Abstract

Intramedullary implants, such as the proximal femur nails (PFN), are inserted for the treatment of per-, inter- and subtrochanteric fractures. The initial experiences with these PFN, carried out by AO/ASIF in 1996, have been published. This study makes a systematic examination of the complications and clinical treatment results from 133 patients treated at our clinic from December 1997-2001 with 139 PFN in per-, inter- and subtrochanteric femur fractures. The mean age at the time of surgery was 78.4 years. All fractures were classified according to the AO system. The most frequent injuries were 31 A2.3 fractures (61.2%).
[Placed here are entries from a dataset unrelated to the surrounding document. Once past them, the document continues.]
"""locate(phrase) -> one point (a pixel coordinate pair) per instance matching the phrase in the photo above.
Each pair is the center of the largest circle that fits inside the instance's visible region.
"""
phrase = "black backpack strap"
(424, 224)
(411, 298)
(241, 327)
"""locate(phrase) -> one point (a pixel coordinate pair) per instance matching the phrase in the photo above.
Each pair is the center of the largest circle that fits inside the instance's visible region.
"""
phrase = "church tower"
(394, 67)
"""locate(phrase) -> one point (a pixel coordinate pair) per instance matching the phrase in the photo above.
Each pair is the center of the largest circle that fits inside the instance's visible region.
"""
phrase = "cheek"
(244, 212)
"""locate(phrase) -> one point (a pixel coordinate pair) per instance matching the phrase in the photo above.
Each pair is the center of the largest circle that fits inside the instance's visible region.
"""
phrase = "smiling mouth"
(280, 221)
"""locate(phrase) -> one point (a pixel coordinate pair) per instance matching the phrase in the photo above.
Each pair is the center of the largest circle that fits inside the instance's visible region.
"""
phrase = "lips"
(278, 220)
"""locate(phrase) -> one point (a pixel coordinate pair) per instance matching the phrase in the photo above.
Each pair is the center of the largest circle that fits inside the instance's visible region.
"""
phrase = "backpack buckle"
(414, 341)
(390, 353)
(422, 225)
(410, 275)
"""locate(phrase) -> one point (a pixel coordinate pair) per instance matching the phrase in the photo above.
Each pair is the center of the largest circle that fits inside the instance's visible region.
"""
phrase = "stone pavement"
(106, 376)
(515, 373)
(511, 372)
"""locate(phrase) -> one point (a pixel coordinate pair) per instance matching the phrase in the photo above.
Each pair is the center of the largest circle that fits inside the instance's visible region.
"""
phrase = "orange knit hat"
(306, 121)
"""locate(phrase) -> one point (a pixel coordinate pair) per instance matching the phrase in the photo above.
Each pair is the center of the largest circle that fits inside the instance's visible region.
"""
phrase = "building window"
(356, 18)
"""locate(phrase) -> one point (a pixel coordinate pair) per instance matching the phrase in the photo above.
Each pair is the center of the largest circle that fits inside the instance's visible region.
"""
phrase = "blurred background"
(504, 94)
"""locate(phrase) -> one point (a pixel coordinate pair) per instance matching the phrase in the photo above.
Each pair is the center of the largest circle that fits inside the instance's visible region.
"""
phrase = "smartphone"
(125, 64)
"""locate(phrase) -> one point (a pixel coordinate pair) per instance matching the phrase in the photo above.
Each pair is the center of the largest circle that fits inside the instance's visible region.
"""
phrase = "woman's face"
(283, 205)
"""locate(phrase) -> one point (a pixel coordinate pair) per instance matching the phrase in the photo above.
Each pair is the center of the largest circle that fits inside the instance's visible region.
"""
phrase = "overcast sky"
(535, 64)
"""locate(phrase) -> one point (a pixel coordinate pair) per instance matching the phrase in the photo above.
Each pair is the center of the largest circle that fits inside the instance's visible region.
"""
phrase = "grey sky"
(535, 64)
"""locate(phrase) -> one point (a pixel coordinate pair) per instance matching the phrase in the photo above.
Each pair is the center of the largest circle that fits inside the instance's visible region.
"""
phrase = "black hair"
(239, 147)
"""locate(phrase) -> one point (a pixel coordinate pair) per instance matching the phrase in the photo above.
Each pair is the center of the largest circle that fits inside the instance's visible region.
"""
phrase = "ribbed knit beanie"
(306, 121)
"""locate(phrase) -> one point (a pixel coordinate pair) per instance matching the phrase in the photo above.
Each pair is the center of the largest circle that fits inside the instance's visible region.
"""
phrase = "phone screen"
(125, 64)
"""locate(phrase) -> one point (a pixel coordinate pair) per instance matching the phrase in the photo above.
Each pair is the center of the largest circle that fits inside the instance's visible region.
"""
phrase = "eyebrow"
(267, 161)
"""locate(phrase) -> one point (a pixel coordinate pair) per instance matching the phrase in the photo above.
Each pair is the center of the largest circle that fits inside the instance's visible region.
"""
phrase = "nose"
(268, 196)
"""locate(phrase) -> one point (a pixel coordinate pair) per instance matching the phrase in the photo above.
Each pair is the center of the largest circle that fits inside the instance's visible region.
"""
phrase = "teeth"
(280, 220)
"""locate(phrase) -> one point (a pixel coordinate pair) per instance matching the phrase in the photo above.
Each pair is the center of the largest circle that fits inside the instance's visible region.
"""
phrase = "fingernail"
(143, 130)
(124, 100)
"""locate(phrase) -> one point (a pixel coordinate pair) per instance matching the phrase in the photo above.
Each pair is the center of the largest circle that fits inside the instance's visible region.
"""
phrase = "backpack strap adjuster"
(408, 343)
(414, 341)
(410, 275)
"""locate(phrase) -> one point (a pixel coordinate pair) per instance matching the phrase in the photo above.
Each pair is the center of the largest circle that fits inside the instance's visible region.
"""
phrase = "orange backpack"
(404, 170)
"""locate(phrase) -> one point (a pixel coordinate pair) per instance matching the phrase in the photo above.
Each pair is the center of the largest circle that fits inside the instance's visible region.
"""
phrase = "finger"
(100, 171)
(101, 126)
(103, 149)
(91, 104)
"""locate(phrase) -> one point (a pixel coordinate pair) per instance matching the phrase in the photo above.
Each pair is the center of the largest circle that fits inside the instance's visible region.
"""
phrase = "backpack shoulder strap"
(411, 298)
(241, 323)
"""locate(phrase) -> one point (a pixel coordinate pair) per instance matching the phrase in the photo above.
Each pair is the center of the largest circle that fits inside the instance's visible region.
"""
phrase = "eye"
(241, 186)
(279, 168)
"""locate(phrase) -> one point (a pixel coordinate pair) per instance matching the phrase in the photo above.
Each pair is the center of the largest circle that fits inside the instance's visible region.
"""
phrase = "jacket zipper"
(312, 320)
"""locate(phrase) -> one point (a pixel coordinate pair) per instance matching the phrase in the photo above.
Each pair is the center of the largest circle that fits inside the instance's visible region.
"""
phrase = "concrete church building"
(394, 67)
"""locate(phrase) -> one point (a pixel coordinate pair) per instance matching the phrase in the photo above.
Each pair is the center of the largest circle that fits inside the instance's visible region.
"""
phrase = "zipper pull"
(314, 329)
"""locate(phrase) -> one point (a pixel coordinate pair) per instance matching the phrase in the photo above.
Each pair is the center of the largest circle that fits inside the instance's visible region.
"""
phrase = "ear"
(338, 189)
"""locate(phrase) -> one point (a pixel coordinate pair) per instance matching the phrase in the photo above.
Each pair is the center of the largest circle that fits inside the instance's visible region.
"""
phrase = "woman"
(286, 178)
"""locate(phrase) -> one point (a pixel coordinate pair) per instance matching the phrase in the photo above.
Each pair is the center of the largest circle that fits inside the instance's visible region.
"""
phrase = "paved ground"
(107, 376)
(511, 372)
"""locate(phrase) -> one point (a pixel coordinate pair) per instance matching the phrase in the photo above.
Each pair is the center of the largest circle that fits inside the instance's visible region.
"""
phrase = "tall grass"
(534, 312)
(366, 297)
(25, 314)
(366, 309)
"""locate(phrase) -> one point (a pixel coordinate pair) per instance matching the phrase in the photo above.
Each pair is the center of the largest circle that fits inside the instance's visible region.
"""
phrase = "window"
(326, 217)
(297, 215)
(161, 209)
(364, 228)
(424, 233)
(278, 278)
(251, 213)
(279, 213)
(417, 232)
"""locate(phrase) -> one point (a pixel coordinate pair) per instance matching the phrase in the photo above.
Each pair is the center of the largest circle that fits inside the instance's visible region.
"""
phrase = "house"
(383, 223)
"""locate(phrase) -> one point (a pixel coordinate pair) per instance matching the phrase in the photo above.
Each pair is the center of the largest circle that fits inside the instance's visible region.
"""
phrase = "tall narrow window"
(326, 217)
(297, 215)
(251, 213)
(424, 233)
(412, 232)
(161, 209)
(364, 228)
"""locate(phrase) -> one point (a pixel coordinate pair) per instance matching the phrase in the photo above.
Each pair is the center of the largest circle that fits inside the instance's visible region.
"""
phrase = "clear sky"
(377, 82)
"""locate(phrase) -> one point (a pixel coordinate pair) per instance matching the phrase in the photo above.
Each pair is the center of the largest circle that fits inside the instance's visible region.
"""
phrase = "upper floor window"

All intraoperative image-converter images and all radiographs from the total period of treatment were evaluated retrospectively in accordance with 28 criteria. The degree of osteoporosis was estimated using the Singh classification. A total of 44 (31.7%) complications arose in 31 (23.3%) patients. On 11 occasions, hip screw cut-out was observed. Of these, two cases involved a Z-effect and one an inverted Z-effect. Two patients suffered a femoral neck fracture following removal of the hip screws. There were 38 (27.3%) reoperations required with 13 changes in procedure. In autumn 2002, clinical follow-up examinations were carried out on 65 (48.9%) patients who were assessed according to the Merle d'Aubigné score. A total of 51 (38.3%) patients had died at the time of follow-up. Normal ambulation was achieved by 33.8% of patients, while 64.6% were free of pain. The PFN is an appropriate implant in cases of per-, inter- and subtrochanteric femur fractures. Anatomical resetting and correct implant positioning are the keys to successful osteosynthesis. The risk of implant failure is highest in the case of multi-fragmentary per- and intertrochanteric fractures in which medial strengthening has been degraded in patients aged over 80 years. The clinical results in elderly patients are unsatisfactory.